Many lakes exhibit seasonal stratification, during which they develop strong thermal and chemical gradients. An expansion of depth-integrated monitoring programs has provided insight into the importance of organic carbon processing that occurs below the upper mixed layer. However, the chemical and physical drivers of metabolism and metabolic coupling remain unresolved, especially in the metalimnion. In this depth zone, sharp gradients in key resources such as light and temperature co-occur with dynamic physical conditions that influence metabolic processes directly and simultaneously hamper the accurate tracing of biological activity. We evaluated the drivers of metalimnetic metabolism and its associated uncertainty across 10 stratified lakes in Europe and North America. We hypothesized that the metalimnion would contribute highly to whole-lake functioning in clear oligotrophic lakes, and that metabolic rates would be highly variable in unstable polymictic lakes. Depth-integrated rates of gross primary production (GPP) and ecosystem respiration (ER) were modelled from diel dissolved oxygen curves using a Bayesian approach.
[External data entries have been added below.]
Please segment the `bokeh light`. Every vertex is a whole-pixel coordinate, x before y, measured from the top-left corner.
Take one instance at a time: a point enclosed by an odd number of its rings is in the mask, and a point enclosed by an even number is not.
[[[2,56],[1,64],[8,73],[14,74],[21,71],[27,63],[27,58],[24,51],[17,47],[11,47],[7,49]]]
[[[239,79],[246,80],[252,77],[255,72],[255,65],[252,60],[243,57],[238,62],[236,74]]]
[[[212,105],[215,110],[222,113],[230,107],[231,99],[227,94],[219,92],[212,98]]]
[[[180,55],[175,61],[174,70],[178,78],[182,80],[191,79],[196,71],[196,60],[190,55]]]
Metabolic estimates were more uncertain below the epilimnion, but uncertainty was not consistently related to lake morphology or mixing regime. Metalimnetic rates exhibited high day-to-day variability in all trophic states, with the metalimnetic contribution to daily whole-lake GPP and ER ranging from 0% to 87% and < 1% to 92%, respectively. Nonetheless, the metalimnion of low-nutrient lakes contributed strongly to whole-lake metabolism on average, driven by a collinear combination of highlight, low surface-water phosphorous concentration and high metalimnetic volume. Consequently, a single-sensor approach does not necessarily reflect whole-ecosystem carbon dynamics in stratified lakes.